Naming imperialism is baked into the DNA of Linnaeus’s apparatus. In Critica Botanica, Linnaeus comprehensively elucidates what to avoid when conceiving vegetal epithets, including ‘European languages except Greek or Latin’, names gesturing toward a plant’s uses, and ‘foreign names (meaning foreign to European sensibilities)’. Linnaeus’ preferences have left us with a botanical registry that valorises the lives of Great White Men (and some women) to the exclusion and belittlement of other peoples of other histories. In the present day, many plant names are selectively commemorative, honouring white presidents (Jeffersonia diphylla), white explorers (Lewisia cotyledon, Clarkia pulchella), and white royals (Victoria amazonica). The Linnaean naming standard has largely invisibilized folk taxonomies with incalculable knowledge that could help us further understand our intimacy with plants – an increasingly important endeavour as the devastation of climate change reaches new scales. The loss of indigenous plant names is akin to setting a library afire.

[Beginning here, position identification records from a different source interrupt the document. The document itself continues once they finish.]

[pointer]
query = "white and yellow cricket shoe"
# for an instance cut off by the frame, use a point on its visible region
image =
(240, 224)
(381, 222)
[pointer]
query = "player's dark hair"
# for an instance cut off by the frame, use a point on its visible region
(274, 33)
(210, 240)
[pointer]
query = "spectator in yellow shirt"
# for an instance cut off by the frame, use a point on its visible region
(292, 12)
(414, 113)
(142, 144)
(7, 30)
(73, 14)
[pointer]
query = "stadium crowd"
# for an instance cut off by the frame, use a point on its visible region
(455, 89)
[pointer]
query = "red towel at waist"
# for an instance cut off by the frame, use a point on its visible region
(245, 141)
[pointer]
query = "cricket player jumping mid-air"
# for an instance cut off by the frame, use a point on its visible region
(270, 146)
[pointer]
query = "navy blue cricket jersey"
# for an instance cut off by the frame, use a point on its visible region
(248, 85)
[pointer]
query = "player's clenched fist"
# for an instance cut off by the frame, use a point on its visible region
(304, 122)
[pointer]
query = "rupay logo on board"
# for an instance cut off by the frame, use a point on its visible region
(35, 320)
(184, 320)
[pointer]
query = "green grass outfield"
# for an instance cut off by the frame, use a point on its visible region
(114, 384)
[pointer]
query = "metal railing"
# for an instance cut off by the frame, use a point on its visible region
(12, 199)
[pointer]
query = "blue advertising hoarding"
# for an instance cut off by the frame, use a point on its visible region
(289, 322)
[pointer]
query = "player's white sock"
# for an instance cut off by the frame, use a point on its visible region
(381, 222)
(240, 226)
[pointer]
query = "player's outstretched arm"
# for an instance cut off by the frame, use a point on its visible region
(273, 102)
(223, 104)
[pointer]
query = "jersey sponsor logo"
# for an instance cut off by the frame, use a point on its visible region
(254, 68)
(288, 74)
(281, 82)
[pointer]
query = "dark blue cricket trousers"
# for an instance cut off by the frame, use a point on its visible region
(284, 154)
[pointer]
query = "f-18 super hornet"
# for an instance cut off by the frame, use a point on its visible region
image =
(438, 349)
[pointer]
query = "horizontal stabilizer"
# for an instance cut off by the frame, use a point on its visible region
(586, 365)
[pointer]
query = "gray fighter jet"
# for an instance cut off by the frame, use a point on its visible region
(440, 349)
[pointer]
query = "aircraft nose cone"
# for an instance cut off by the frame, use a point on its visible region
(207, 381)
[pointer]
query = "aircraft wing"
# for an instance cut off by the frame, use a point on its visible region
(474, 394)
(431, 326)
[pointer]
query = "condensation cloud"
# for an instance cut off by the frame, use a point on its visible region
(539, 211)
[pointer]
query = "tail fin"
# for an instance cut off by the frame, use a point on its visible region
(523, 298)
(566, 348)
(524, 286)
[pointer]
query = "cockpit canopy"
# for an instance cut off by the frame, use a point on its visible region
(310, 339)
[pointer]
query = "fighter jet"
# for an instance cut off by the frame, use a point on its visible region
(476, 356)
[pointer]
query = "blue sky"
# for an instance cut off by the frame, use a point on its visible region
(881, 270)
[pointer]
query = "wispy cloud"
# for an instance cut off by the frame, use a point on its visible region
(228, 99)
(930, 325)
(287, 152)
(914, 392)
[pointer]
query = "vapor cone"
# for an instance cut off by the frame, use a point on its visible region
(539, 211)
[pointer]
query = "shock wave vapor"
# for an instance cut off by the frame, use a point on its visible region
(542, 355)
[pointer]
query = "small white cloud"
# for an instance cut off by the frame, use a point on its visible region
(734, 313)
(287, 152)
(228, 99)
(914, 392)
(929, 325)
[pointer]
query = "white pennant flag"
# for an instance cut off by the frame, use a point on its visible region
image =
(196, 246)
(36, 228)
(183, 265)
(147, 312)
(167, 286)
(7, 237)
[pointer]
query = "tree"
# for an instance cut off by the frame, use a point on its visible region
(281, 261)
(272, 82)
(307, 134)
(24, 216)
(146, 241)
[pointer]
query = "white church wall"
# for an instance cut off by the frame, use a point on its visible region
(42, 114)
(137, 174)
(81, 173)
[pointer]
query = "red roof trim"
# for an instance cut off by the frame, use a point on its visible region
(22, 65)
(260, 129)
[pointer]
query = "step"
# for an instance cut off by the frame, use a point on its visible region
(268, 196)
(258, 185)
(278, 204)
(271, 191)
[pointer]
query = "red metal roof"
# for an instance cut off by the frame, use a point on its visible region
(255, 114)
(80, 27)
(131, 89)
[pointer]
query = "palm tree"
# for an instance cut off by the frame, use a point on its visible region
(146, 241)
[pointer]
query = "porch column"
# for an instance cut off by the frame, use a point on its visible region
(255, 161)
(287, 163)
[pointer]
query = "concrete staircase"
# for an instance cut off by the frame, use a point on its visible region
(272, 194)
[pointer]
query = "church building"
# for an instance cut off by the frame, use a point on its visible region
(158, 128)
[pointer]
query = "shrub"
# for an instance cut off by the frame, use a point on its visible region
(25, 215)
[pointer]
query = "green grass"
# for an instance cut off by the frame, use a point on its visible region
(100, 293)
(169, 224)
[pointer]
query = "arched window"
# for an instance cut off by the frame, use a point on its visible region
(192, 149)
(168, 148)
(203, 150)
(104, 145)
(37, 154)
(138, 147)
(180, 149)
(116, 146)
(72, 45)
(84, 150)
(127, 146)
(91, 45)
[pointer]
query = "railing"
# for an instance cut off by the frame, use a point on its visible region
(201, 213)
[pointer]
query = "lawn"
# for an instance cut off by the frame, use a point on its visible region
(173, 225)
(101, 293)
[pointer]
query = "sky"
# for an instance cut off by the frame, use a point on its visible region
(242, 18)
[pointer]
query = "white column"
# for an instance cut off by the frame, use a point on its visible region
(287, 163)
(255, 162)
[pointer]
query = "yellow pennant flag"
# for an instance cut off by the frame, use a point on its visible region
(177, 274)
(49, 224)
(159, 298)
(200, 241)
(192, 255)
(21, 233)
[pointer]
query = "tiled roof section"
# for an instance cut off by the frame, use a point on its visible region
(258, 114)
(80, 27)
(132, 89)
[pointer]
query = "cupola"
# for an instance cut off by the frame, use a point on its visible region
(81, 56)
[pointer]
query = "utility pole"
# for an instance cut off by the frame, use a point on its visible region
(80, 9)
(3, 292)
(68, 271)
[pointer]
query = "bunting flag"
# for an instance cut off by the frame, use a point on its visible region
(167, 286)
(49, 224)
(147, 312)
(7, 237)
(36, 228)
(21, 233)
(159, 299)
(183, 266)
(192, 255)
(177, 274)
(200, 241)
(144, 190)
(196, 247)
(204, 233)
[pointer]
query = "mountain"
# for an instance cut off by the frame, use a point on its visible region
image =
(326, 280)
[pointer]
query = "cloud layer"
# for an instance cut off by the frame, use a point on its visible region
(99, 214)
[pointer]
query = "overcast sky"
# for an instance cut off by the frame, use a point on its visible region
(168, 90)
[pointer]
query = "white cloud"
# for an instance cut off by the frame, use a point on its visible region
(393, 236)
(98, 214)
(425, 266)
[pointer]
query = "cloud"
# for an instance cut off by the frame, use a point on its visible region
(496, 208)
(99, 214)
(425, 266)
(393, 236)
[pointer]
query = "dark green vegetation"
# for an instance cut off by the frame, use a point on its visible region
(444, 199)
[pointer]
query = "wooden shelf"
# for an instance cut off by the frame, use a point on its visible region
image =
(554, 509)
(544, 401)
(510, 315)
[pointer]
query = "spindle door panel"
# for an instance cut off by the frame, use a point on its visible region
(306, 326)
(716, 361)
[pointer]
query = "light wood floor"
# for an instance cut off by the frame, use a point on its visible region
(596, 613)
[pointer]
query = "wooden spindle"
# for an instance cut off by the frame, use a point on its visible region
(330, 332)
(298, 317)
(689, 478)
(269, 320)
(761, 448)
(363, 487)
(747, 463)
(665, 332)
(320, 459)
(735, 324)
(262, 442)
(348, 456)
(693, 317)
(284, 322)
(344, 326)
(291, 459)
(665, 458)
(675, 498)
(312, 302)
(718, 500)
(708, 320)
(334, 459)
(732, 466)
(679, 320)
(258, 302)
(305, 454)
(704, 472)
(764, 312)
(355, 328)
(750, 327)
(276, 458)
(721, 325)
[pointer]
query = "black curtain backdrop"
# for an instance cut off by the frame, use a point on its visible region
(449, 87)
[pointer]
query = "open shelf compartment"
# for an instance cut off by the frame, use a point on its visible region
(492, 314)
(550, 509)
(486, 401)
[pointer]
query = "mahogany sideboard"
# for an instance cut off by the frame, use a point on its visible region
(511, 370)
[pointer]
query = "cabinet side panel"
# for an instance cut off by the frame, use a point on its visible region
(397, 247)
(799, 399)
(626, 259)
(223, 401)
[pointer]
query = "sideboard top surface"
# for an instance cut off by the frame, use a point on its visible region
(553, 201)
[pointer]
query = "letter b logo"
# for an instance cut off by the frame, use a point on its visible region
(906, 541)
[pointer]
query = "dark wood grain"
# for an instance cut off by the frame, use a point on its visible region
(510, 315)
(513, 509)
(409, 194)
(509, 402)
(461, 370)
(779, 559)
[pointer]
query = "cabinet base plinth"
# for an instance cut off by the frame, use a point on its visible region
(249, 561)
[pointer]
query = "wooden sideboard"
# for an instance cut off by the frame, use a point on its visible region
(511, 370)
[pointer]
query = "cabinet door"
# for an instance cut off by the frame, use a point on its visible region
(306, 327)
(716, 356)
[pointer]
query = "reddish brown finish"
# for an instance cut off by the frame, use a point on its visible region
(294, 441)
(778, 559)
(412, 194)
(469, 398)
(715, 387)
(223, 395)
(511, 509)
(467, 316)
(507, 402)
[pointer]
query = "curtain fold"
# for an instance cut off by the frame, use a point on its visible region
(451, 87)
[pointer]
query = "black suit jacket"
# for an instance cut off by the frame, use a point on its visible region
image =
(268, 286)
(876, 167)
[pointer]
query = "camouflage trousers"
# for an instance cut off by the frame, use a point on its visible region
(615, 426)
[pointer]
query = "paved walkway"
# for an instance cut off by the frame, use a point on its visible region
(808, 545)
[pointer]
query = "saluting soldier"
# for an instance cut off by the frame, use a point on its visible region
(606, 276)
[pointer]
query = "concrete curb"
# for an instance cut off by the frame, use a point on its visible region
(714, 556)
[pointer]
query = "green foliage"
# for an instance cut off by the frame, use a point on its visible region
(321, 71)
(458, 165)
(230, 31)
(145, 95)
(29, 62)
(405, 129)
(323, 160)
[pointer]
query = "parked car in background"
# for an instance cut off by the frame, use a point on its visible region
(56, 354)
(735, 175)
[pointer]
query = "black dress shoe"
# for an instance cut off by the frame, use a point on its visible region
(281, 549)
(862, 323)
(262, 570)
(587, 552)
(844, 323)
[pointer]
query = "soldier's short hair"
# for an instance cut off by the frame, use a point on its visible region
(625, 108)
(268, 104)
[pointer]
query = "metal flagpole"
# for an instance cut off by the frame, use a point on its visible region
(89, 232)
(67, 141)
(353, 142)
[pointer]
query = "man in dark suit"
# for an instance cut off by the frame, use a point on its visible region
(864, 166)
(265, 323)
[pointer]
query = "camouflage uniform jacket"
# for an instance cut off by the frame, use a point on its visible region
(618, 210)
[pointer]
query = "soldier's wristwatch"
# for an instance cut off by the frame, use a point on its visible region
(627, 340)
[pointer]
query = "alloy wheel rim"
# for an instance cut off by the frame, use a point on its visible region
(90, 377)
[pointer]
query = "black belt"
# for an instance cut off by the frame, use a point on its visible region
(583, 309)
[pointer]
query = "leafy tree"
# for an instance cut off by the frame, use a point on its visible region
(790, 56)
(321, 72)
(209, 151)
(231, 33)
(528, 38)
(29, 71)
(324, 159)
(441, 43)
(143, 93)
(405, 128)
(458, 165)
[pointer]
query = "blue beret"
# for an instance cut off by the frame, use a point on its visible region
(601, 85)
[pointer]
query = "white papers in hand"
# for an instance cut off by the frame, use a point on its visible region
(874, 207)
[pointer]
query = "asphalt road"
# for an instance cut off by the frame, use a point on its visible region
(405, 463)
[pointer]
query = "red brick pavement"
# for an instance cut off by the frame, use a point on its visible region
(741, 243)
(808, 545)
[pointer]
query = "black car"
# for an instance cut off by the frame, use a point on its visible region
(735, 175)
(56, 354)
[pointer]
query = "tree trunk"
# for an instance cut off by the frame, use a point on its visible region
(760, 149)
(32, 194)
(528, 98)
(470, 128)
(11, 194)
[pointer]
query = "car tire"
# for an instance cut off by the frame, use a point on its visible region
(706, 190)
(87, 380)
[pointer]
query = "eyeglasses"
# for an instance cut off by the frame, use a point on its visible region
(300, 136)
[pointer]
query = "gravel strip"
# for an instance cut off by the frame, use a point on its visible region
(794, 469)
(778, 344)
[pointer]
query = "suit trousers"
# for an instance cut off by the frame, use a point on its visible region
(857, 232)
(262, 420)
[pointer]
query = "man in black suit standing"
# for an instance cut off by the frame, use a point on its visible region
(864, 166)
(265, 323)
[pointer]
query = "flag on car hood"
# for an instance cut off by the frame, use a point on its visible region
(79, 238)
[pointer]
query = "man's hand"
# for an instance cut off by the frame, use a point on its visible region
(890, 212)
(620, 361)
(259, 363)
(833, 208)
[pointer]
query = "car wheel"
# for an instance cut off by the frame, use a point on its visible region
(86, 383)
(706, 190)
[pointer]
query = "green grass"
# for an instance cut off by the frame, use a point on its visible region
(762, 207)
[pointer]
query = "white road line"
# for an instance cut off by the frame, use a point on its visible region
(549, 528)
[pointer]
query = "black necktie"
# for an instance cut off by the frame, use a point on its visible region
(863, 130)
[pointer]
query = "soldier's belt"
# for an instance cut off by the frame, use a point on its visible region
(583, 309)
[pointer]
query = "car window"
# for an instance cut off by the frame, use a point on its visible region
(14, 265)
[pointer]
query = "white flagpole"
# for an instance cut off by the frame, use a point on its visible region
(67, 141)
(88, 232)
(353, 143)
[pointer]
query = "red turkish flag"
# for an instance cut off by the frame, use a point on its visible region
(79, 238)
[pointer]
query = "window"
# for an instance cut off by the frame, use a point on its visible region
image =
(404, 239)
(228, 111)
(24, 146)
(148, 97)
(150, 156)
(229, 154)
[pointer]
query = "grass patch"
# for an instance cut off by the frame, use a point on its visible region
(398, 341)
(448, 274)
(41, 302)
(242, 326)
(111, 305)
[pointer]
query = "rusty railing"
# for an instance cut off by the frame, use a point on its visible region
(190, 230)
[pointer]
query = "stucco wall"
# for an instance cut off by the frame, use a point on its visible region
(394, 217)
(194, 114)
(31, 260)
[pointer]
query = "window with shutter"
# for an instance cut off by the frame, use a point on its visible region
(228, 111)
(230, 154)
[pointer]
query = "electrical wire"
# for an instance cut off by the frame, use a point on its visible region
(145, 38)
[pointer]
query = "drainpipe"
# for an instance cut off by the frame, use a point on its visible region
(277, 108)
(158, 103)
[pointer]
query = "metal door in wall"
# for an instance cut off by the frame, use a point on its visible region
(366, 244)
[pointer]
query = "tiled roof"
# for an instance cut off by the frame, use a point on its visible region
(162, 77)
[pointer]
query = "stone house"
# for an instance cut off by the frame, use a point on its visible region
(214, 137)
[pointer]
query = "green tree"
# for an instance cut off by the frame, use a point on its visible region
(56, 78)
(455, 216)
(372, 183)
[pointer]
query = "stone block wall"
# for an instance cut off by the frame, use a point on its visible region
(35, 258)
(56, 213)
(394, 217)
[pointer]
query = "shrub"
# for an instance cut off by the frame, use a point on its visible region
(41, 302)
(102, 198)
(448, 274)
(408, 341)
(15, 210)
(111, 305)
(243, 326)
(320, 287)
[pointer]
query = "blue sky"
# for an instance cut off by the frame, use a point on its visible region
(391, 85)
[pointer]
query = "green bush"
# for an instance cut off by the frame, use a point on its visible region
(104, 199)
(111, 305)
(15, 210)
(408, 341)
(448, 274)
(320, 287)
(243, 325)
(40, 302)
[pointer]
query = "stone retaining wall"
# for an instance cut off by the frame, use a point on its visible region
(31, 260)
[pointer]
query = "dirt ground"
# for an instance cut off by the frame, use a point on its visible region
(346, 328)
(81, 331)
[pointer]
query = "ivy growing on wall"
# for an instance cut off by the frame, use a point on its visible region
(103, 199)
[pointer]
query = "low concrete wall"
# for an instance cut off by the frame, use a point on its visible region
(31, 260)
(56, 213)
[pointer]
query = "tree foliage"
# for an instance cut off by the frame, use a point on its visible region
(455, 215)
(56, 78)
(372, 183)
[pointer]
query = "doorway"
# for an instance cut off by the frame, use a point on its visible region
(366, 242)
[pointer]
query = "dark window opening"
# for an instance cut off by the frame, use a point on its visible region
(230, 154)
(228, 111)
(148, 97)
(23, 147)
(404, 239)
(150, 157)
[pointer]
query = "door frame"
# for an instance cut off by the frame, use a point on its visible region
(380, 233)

Linnaeus’s method does occasionally sidestep its own precedents – some plant names are derived from non-European languages; one medicinal plant, Quassia amara, is named for a formerly enslaved Surinamese man with a knotty relationship to colonial projects. However, we cannot wholly separate the method from deracinating, linguistic violence. As writer Jamaica Kincaid recognises, botanists ‘emptied the worlds of things animal, vegetable, and mineral of their names and replaced these names with names pleasing to them; these names are pleasing to them because they are reasonable; reason is a pleasure to them.’[3]
In the Southern Exposure Seed Exchange’s 2022 catalogue and garden guide, the name of a particular tomato variety may catch your eye: the Paul Robeson tomato. The seed’s description doubles as an advertisement and Black history lesson: ‘Russian heirloom. Original seed sent to SESE by Marina Danilenko, a Moscow seedswoman. Named after Paul Robeson, performer of “Old Man River” and operatic vocal artist who was an advocate for equal rights for Blacks. His artistry was appreciated world-wide, especially in the Soviet Union, and hence this tomato bearing his name.’ Here, again, a plant’s name functions like an archaeologist – uncovering and brushing off buried bones of the Black past.
The names we give vegetal life-forms are never neutral: they can possess, remember, wound, rehabilitate, and vanquish centuries of knowledge. We are compelled to consider how naming can be used to design the world we yearn for. Especially as social discourses regarding the politics of monikers and memory press on (who should our public-square statues venerate?), how will botanical names incubate the collective futures we need?
[1] Londa Schiebinger, Plants and Empire: colonial bioprospecting in the Atlantic World, 2004.
[2] Christina Sharpe, In the Wake: on Blackness and being, 2016.
[3] Jamaica Kincaid, My Garden, 1999.